NASA announces progress on quieter supersonic X-plane

NASA has announced the successful completion of the preliminary design review (PDR) of its Quiet Supersonic Transport (QueSST) aircraft project.

NASA has completed the preliminary design review (PDR) of its Quiet Supersonic Transport or QueSST aircraft design. QueSST is the initial design stage of NASA’s planned Low Boom Flight Demonstration (LBFD) experimental airplane.

Senior experts and engineers from NASA and Lockheed Martin concluded that the QueSST design is capable of fulfilling the LBFD aircraft’s mission objectives, which are to fly at supersonic speeds, but create a soft “thump” instead of the disruptive sonic boom associated with supersonic flight today.

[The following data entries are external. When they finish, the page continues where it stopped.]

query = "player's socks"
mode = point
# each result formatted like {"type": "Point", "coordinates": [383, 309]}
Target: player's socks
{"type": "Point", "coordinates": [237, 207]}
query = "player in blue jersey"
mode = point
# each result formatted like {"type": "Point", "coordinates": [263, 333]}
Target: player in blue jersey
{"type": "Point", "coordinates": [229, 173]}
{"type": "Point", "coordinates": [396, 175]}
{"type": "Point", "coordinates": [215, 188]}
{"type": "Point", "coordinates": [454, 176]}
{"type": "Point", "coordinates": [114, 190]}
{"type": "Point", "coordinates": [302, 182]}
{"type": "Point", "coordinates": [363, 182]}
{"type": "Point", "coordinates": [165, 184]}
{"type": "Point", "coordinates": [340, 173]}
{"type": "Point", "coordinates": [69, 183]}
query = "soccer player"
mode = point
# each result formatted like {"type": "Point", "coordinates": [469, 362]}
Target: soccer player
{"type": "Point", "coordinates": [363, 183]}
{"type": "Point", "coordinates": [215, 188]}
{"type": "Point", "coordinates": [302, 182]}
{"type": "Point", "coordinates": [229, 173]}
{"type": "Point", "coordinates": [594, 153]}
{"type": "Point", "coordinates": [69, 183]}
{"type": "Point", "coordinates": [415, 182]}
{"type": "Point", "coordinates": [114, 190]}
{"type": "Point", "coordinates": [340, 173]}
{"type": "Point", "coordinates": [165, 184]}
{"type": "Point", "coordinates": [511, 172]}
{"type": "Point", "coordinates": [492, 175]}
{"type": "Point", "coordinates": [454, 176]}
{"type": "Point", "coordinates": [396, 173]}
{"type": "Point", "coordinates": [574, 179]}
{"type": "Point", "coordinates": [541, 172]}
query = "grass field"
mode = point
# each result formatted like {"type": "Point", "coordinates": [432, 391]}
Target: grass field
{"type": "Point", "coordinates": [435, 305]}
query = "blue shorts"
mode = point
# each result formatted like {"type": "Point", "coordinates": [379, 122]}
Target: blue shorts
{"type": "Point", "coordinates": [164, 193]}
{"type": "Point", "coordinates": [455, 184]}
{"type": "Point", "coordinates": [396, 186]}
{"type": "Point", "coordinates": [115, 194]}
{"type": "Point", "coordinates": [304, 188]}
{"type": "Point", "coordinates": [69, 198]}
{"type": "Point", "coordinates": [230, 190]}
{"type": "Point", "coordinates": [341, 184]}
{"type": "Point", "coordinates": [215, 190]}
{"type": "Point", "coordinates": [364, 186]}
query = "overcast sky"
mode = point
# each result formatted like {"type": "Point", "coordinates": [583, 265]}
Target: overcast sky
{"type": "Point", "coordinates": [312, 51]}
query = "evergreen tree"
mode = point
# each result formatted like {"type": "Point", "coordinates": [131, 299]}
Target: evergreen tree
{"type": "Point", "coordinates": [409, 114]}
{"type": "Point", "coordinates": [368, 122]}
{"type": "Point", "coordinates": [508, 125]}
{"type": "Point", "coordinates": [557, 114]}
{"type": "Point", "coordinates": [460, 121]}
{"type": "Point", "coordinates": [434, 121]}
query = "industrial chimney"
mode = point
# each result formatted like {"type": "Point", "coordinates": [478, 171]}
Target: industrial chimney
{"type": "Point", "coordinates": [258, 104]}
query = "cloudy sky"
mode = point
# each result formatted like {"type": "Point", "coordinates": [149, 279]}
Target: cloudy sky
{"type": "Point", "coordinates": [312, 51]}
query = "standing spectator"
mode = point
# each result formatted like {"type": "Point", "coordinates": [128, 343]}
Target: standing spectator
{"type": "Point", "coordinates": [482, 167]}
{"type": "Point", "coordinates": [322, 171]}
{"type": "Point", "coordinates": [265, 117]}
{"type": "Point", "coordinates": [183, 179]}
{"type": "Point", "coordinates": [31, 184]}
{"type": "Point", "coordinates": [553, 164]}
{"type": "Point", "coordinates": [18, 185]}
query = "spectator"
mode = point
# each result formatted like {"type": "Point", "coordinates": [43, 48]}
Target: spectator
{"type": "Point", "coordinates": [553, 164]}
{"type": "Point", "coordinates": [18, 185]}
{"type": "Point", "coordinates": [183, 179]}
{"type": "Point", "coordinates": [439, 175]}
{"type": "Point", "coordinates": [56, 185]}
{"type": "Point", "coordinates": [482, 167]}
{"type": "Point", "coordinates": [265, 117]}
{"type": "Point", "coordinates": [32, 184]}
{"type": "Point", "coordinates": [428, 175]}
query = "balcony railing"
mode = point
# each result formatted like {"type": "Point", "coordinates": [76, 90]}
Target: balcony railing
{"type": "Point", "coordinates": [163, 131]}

The LBFD X-plane will be flown over communities to collect data necessary for regulators to enable supersonic flight over land in the United States and elsewhere in the world.

NASA partnered with Lockheed Martin in February 2016 for the QueSST preliminary design. Last month, a scale model of the QueSST design completed testing in the 8-by 6-foot supersonic wind tunnel at NASA’s Glenn Research Center in Cleveland.

Following the PDR, NASA’s project team will start the process of soliciting proposals later this year and awarding a contract early next year to build the piloted, single-engine X-plane.

The acquisition for the LBFD X-plane contract will be fully open and competitive, with the QueSST preliminary design data being made available to qualified bidders. Flight testing of an LBFD X-plane could begin as early as 2021.

Over the next few months, NASA will work with Lockheed on finalizing the QueSST preliminary design effort. This includes a static inlet performance test and a low-speed wind tunnel test at NASA’s Langley Research Center in Hampton, Va.